At Makom Aher, she learned about a different life. "You can't understand what a change it was. From sitting around on a park bench at night with some guys, drinking vodka and moaning about life, all of a sudden I'm going to restaurants, having iced coffee in cafes in Tel Aviv," she laughs. "It's new to me to be cared for, and not to have to care for others." Her next stop will be a small hostel for girls, where she will live and study under boarding school conditions until she graduates high school. "I have found a framework that suits me. It's like this place - small and intimate."

The day at Makom Aher begins at 7:15 A.M. After breakfast, one girl goes to work, others go to school, and those who have dropped out of the system study in Makom Aher's own learning center. At 1:30 P.M. there's lunch and after that enrichment classes, clubroom time and lectures. Lights out is at 11 P.M. Sometimes the kids sit in the yard with instructors or volunteers, smoking, chatting, laughing, listening to music and chilling out.

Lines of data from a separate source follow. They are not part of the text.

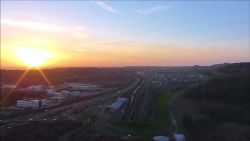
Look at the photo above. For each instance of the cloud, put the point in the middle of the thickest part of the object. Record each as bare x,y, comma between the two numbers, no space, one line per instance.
106,7
154,9
32,25
77,32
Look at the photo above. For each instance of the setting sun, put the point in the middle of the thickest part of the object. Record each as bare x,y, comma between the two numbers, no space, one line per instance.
32,57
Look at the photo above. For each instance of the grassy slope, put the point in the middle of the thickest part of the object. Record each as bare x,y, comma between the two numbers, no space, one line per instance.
158,122
219,108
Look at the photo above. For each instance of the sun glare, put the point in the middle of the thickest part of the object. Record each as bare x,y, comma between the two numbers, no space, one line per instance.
32,57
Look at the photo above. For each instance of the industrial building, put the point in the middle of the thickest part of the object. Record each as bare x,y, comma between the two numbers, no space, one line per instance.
118,103
31,103
81,86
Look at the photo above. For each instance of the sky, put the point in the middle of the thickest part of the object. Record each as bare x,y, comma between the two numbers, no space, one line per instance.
126,33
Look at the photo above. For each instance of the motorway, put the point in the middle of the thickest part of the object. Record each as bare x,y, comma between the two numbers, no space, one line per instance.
42,115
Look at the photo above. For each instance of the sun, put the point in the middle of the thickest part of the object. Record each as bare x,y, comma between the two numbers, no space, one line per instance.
32,57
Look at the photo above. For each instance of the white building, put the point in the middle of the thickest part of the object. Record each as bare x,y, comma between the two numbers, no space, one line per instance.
81,86
9,86
118,103
31,103
37,88
52,92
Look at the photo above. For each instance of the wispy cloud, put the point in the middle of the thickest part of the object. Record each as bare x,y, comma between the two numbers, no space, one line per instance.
154,9
77,32
32,25
106,7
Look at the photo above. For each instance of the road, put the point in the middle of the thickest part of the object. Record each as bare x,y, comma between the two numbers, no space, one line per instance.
42,115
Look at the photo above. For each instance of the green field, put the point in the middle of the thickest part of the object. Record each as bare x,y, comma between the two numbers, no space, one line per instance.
157,123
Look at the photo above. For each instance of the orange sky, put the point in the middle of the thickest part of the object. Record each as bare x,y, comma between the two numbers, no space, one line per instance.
74,45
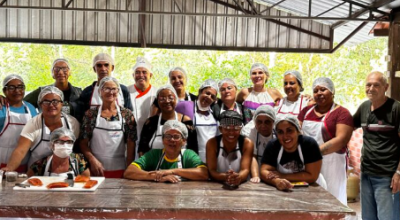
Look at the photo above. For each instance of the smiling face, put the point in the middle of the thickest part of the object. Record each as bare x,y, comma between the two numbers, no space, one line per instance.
207,97
228,92
14,91
142,77
166,100
177,80
173,142
258,77
288,136
322,96
291,86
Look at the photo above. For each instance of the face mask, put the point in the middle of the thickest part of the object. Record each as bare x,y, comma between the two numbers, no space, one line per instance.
62,150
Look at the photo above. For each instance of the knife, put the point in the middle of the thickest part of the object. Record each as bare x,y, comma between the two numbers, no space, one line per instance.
70,180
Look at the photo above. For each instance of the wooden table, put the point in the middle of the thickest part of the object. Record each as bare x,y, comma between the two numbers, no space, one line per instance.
119,198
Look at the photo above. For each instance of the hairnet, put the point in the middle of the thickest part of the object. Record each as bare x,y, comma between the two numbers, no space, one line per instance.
50,90
56,61
259,66
209,83
169,87
11,77
108,79
230,117
265,110
324,82
289,118
142,62
103,57
296,74
175,125
179,69
226,80
61,132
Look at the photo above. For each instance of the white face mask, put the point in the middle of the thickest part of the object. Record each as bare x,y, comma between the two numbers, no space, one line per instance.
62,150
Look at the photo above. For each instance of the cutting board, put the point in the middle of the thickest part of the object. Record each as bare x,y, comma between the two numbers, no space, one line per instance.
78,187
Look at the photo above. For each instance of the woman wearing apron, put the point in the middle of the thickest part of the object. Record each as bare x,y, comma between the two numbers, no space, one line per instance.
259,94
35,135
171,163
294,101
204,122
13,117
151,136
229,155
331,126
62,162
260,131
108,133
292,157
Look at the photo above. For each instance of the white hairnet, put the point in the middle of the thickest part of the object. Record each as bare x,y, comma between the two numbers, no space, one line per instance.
324,82
226,80
259,66
56,61
289,118
296,74
61,132
179,69
169,87
209,83
103,57
50,90
265,110
11,77
175,125
108,79
142,62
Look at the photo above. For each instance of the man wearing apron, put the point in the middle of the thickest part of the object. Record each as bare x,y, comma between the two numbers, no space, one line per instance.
103,65
142,94
13,118
260,131
286,156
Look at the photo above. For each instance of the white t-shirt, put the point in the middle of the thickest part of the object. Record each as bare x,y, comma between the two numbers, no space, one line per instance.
33,129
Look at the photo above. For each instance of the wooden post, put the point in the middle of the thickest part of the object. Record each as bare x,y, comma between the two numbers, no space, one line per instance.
394,52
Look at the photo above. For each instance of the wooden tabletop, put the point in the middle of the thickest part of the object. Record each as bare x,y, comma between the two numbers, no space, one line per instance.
120,198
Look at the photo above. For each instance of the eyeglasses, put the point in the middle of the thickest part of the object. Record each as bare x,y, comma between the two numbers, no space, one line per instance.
13,88
62,142
166,99
53,102
57,69
175,137
99,65
232,127
110,90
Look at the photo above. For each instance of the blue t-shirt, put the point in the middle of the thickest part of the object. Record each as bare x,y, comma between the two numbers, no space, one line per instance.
20,110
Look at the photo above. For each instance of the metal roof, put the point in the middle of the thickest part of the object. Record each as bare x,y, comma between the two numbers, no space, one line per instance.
244,25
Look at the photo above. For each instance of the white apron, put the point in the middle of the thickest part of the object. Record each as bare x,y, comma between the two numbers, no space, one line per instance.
334,164
41,147
156,140
206,128
74,170
9,136
95,99
228,161
321,181
108,145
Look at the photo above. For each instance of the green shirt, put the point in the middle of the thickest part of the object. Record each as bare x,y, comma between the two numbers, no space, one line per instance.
149,160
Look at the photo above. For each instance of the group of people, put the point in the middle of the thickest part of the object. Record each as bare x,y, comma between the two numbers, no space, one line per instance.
167,134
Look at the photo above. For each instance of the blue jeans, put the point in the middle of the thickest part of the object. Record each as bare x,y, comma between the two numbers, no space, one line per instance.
377,199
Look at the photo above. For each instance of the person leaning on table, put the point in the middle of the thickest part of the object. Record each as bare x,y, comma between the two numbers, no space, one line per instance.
35,136
171,163
62,161
291,157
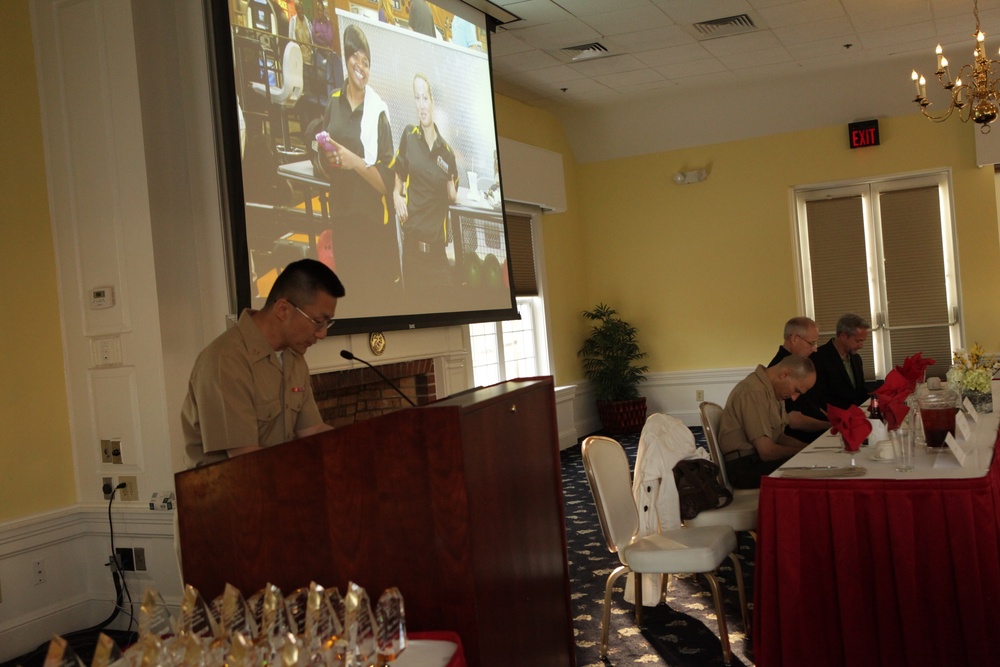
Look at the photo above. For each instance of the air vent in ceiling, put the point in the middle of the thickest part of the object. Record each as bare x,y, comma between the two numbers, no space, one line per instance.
724,27
587,51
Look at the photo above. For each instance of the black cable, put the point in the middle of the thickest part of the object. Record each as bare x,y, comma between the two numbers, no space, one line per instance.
121,588
114,559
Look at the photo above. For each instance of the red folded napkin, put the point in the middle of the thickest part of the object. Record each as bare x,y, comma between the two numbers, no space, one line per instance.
851,424
892,396
914,367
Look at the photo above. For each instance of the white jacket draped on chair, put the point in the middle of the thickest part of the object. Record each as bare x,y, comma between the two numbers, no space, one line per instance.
664,441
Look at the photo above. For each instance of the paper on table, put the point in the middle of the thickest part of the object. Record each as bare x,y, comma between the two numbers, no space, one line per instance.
971,409
962,426
956,449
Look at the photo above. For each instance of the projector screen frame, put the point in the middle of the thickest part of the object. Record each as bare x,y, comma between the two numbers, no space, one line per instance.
233,202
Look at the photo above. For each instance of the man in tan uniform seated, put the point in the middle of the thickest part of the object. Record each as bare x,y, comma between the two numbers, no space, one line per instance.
752,431
250,387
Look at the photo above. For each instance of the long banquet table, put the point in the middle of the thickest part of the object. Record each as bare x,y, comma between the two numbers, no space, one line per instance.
886,569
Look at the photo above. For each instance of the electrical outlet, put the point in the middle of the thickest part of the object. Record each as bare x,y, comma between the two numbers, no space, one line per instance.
131,490
106,451
126,559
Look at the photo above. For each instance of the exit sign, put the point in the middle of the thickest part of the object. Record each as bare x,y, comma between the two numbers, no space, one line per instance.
863,134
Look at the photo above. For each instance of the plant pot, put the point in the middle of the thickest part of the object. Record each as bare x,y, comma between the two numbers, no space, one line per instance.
619,417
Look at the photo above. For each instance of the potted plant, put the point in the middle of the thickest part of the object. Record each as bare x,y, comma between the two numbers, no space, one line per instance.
610,362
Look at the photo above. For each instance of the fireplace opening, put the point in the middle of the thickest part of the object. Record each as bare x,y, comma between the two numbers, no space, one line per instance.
353,395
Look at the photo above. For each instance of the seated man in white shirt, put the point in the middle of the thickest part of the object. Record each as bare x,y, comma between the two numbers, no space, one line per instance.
752,431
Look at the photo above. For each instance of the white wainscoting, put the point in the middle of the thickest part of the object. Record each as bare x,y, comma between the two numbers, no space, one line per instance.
673,393
78,592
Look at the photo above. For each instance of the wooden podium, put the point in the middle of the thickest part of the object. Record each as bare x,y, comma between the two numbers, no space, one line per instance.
458,504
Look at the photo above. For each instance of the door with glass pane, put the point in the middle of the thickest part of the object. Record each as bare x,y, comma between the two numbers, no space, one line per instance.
884,250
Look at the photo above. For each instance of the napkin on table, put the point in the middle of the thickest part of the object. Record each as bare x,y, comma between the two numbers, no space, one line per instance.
852,425
892,397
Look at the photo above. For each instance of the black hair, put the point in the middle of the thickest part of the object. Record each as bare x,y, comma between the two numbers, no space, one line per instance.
354,41
301,280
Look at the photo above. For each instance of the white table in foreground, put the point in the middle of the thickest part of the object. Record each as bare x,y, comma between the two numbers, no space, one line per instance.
826,451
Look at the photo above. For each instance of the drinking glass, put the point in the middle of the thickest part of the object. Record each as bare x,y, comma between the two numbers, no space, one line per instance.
902,448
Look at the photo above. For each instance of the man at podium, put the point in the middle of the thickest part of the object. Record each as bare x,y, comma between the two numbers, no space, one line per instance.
250,387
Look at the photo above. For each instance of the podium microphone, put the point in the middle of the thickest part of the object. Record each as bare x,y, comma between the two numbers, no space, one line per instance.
346,354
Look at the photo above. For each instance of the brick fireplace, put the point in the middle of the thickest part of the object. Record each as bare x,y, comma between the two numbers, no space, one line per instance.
345,397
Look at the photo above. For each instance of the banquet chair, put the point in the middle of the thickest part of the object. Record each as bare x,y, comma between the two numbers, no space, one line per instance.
685,550
741,514
287,94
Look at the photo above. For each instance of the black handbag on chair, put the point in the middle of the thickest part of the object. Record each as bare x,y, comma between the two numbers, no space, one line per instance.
699,487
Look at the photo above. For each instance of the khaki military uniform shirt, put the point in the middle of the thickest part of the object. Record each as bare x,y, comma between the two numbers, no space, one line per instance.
752,410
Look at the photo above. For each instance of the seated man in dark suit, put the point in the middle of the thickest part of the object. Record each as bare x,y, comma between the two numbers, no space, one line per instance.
801,338
840,378
752,429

They need to do some serious chilling out. One 12-year-old girl was found wandering around at night after being involved in a street fight; a girl from an Ethiopian family whose mother assaulted her escaped to a battered girls' home; an orphan refugee from Darfur is recovering from tuberculosis and waiting to start school; a 14-year-old boy whose divorced parents couldn't handle his violent behavior and drinking, and refused to take him into their homes. He came to Makom Aher after approaching a police patrol car and demanding help.

"These kids arrive here battered and exhausted after really bad experiences," says Medallion, "but there are still parts of them that can be cured, that can be worked with. After a few days at a safe place, in many cases a different child emerges."

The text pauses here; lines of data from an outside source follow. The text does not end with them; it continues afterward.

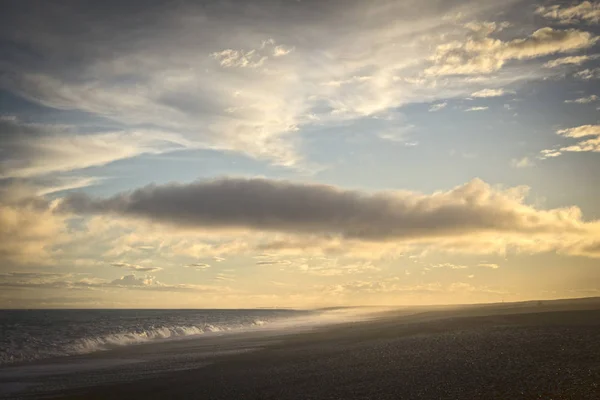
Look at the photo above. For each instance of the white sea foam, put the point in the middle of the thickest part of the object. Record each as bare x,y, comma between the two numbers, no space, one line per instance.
133,330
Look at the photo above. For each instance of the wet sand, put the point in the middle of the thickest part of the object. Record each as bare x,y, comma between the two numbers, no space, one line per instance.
519,351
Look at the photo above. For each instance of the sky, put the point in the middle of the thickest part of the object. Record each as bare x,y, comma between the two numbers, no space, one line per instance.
298,153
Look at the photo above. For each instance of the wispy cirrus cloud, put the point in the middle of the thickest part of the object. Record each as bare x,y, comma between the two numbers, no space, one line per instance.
489,93
584,100
586,11
477,108
486,55
135,267
570,60
591,134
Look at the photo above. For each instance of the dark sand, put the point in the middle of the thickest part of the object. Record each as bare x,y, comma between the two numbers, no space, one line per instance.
518,351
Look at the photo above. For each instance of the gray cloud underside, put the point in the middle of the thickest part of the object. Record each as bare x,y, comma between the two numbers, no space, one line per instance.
272,205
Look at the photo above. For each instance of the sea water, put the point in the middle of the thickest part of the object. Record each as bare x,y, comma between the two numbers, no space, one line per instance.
33,335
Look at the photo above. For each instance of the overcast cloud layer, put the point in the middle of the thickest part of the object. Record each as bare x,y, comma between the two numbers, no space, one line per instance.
283,206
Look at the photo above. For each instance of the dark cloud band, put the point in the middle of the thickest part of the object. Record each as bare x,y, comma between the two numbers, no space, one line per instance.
273,205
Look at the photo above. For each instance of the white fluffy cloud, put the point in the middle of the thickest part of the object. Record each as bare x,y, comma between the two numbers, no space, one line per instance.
488,93
484,55
591,142
585,11
584,100
570,60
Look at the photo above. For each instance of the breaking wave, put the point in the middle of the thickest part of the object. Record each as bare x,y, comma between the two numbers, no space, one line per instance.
35,349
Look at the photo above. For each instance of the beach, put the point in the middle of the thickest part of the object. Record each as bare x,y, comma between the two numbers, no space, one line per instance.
531,350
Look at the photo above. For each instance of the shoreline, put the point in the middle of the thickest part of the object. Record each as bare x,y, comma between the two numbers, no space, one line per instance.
473,352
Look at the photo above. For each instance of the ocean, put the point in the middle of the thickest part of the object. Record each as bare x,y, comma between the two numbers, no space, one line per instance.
34,335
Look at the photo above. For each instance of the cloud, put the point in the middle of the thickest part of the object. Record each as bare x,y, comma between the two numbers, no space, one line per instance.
449,266
524,162
583,12
131,281
580,131
239,58
587,74
591,144
570,60
198,266
488,265
38,149
134,267
584,100
281,206
260,80
486,55
489,93
477,109
437,107
29,227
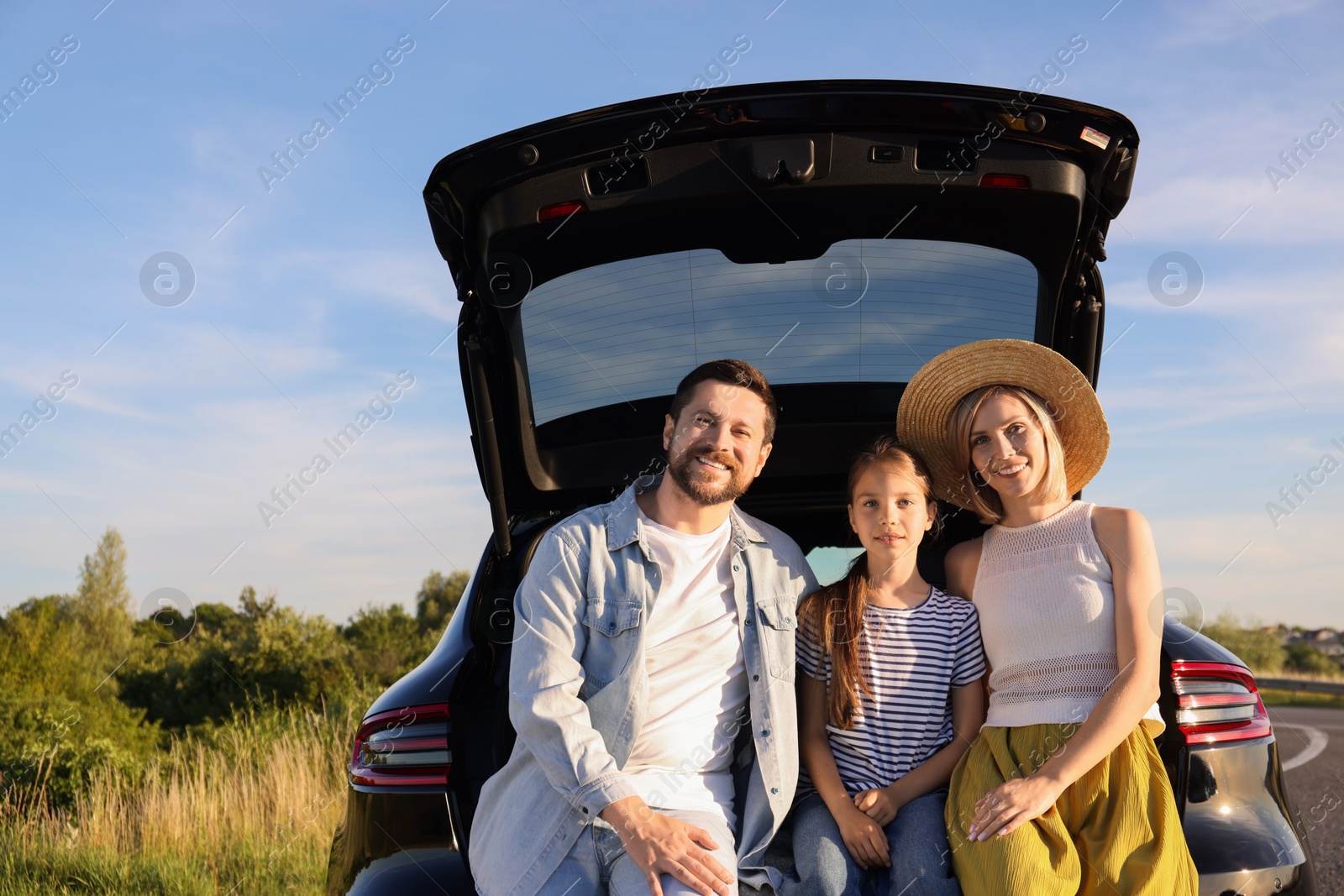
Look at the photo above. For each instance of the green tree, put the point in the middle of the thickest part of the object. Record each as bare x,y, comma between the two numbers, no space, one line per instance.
102,605
1304,658
1258,649
387,642
437,600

Medallion says that "Often you get a sense that there are great welfare bureaus, devoted welfare officials, but they have 400 files on their desks. And there are amazing teachers, but they have 42 kids in their classrooms. But there are also cases of negligence - and I'm not speaking about parents, but about people who are supposed to call in professionals, and that is really annoying. You ask, 'Where were you when the kid was 10 and he began to be a vagrant, or came to school without a sandwich, or stopped going to school altogether?' And then there's the knowledge that with all the workload and the emotional attrition, there are a lot of kids who nobody even sees."

At 6 P.M. a 23-year-old volunteer comes to Makom Aher, to stay with the youngsters until bedtime. It is his own first day at law school, and he is visibly excited, but that didn't make him want to miss his shift. Today, it is impossible to see in him anything of the 15-year-old who was thrown out of his home and arrived at Makom Aher late one night. "I grew up in a middle-class home, parents happily married, ostensibly, but from the age of five I was beaten," he says.

When he was 15 and he began to resist the beatings, his parents wouldn't let him into the house. "I wandered around from one friend's house to another's for a couple of weeks. I slept in a storeroom where I worked. When everything else ran out, I slept on a bench. I became desperate in the middle of the winter, and contacted a social worker and told her I had nowhere to live."

He says he doesn't remember much about his childhood, "but I do remember the four months I spent here at Makom Aher, and what the staff and volunteers did for me. That's what brings me back today. It's important for me to give back to others, and show these youngsters that they can get ahead and reach someplace else."